The Free Press, Mankato, MN

February 1, 2012

Family of victims in New Ulm squad car crash likely to sue

By Brian Ojanpa
Free Press Staff Writer

NEW ULM —  

A civil lawsuit is in the works involving a mother and son killed last summer in a collision with a New Ulm police squad car.

Driver Myra Meyers, 80, and handicapped son Brian Wichmann, 60, were killed on a July afternoon when their vehicle was struck by a car driven by police officer Matthew Rasmussen.

A grand jury was convened to consider potential criminal charges against the officer but returned no indictments last week after determining there was no probable cause for felony or misdemeanor charges.

However, the State Patrol’s report on the accident, made public this week, has precipitated the civil action.

Twin Cities attorney James Schwebel, representing the family of the deceased, has indicated the speeding squad car’s flasher lights, which witnesses say weren’t on when the crash occurred, may form the basis of the civil action.

Dana Wichmann of Waseca, the brother and son of those killed, said he wants justice to be served.

“I think New Ulm should rethink how they want to be protected and served because I don’t believe you can break the law to enforce the law.”

According to the State Patrol report, Rasmussen was following someone suspected of speeding on a residential street, the squad car traveling an estimated 72 mph.

Myers and her son were approaching from the opposite direction with Myers attempting to make a left turn into a driveway.
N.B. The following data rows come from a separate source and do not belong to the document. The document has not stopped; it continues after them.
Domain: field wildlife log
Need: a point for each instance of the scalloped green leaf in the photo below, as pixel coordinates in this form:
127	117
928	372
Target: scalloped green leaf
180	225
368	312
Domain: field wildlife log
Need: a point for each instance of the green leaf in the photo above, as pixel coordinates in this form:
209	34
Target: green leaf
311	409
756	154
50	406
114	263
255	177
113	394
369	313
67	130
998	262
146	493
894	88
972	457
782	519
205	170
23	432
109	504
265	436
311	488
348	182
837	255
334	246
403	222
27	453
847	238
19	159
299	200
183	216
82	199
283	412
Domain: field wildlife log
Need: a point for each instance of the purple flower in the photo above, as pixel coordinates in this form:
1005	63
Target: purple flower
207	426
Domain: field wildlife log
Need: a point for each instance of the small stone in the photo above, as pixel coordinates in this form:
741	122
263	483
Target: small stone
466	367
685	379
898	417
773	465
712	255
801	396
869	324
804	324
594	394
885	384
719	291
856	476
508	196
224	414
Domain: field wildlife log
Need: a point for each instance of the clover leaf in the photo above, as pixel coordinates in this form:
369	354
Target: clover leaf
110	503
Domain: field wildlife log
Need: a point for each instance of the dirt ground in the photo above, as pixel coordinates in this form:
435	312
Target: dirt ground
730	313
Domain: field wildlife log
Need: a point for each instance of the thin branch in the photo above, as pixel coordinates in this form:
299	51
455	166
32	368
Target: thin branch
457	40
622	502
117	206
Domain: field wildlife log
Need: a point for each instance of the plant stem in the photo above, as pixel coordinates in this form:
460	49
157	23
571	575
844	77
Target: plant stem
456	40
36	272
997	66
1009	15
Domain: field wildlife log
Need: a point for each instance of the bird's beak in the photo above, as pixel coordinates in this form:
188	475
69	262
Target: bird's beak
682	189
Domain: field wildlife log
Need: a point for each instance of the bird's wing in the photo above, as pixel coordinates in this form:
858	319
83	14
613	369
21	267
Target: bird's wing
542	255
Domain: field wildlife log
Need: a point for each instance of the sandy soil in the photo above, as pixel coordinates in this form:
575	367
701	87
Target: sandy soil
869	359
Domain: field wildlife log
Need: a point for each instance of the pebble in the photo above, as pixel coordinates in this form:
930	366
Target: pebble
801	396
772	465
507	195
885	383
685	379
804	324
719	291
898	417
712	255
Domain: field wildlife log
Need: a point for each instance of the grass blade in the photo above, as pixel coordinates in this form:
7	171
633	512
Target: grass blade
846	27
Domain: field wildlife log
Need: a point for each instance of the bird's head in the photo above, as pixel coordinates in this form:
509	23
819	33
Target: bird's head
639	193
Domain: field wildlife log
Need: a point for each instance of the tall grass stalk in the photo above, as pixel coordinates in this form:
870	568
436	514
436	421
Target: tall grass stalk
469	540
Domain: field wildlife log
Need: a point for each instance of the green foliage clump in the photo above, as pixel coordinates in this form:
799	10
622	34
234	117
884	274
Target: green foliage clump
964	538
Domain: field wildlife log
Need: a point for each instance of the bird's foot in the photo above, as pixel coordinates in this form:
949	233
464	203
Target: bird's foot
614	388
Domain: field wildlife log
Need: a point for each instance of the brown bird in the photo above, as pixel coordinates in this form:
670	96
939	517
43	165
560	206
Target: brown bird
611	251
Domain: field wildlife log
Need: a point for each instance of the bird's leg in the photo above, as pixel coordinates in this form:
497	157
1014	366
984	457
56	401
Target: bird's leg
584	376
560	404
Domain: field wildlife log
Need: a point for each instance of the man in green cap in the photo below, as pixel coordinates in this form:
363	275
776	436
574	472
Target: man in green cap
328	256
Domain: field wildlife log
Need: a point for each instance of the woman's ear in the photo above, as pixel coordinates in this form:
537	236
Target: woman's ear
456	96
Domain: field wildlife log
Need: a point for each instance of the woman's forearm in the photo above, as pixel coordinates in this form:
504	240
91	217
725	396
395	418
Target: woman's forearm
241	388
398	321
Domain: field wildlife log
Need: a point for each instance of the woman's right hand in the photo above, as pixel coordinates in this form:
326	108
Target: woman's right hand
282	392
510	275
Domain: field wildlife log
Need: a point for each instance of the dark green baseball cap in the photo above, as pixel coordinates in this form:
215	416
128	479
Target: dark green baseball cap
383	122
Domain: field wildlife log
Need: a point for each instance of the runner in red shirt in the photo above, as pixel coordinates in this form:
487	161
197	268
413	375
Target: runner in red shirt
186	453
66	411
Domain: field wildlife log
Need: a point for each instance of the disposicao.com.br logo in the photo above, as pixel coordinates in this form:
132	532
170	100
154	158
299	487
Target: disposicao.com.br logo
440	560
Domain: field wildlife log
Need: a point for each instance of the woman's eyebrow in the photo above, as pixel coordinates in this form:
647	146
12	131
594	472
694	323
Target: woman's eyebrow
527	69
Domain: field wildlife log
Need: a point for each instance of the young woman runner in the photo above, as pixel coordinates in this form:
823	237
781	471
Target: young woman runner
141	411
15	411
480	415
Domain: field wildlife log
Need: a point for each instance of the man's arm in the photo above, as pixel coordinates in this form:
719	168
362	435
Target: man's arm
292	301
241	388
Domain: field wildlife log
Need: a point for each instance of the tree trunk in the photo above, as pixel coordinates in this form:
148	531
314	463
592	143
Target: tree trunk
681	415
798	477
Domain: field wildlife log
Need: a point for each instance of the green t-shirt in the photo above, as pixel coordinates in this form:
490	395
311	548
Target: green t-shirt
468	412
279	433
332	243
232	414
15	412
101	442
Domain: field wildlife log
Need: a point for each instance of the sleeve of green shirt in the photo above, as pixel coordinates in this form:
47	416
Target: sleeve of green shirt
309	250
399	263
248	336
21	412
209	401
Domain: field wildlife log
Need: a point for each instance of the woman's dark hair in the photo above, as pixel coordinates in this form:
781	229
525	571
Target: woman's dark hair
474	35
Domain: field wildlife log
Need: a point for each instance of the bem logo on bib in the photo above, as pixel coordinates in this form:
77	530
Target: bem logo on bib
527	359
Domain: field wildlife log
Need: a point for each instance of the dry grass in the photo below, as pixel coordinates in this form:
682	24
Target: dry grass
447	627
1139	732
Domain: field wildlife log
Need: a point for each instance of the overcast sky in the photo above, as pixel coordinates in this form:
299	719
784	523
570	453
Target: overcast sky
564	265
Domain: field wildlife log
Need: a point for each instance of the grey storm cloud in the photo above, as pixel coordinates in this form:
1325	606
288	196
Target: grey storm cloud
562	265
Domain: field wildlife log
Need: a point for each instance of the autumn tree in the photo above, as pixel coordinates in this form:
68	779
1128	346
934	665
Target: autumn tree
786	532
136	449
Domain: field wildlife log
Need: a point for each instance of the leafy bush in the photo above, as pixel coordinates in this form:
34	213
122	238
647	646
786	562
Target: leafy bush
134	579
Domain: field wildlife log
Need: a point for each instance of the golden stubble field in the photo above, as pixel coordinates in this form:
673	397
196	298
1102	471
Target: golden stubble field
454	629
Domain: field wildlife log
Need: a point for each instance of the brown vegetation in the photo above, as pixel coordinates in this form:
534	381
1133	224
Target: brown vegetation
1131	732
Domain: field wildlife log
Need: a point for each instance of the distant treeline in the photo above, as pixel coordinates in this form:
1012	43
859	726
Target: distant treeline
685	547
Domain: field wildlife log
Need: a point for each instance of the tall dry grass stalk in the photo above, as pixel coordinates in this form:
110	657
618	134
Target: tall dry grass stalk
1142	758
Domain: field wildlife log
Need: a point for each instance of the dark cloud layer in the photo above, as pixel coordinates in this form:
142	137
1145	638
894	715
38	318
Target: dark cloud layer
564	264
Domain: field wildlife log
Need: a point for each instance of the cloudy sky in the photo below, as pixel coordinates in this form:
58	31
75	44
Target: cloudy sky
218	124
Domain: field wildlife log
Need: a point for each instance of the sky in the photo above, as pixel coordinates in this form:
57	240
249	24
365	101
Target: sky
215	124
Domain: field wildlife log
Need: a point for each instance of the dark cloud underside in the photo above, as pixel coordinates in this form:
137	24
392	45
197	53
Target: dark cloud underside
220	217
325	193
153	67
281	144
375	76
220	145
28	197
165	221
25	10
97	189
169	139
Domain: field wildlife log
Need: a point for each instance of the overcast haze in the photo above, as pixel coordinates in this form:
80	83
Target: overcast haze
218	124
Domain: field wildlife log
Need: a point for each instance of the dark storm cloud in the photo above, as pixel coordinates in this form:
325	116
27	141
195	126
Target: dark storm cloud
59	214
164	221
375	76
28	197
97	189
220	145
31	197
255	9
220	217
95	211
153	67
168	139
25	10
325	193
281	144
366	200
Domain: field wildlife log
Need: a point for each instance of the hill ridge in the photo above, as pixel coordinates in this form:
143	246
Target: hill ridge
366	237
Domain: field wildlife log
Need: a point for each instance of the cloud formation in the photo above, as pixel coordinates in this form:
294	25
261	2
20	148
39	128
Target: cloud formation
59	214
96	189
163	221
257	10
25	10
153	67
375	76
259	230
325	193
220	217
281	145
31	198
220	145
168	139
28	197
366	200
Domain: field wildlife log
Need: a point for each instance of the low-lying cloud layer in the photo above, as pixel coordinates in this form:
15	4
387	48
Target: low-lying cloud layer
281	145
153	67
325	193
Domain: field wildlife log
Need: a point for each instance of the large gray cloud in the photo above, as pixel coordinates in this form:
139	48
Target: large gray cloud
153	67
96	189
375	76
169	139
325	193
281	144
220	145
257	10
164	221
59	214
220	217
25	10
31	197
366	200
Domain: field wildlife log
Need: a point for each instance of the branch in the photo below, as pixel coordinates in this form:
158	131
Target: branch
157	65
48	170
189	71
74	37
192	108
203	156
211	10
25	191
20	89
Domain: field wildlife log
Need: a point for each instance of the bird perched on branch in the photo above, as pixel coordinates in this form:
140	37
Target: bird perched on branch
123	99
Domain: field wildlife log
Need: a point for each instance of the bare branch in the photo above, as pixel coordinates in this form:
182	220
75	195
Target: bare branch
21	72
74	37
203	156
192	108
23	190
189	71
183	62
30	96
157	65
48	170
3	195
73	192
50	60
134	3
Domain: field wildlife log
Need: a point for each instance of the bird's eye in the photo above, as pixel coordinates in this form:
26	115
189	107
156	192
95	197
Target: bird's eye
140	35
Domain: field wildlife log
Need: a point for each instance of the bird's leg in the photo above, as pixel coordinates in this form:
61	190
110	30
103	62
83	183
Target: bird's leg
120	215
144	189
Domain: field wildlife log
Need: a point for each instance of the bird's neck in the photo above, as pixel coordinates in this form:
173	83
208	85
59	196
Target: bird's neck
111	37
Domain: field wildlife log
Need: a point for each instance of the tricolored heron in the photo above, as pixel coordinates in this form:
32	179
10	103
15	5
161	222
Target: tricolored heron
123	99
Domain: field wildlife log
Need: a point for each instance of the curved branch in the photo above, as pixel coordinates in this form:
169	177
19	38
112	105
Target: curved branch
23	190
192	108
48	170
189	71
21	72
The squad car’s brakes were applied and the car was traveling 60 mph  upon impact. The Myers’ car was struck broadside.

The report indicated the officer turned on his car’s flasher lights to move other vehicles out of the way moments earlier in the pursuit, but witnesses said the lights were off when the collision occurred.

Rasmussen told investigators he didn’t recall turning off the lights.

The civil action could hinge on the proposition that once the emergency warning lights were off the officer effectively became a regular motorist subject to traffic laws.

State statute decrees that speed limits don’t apply to emergency vehicles responding to emergency calls.

 But the law also requires that law enforcement vehicles in such situations must have an audible siren or display at least one lighted red light. Further, drivers of emergency vehicles must show regard for others’ safety on the street and are not protected from reckless disregard of that safety.

New Ulm Police Chief Myron Wieland said Wednesday he hadn’t had a chance to review the report so he couldn’t comment on whether departmental sanctions might be brought against Rasmussen.

Wichmann said his brother’s death carries a cruel irony: A car accident rendered him handicapped when he was 3.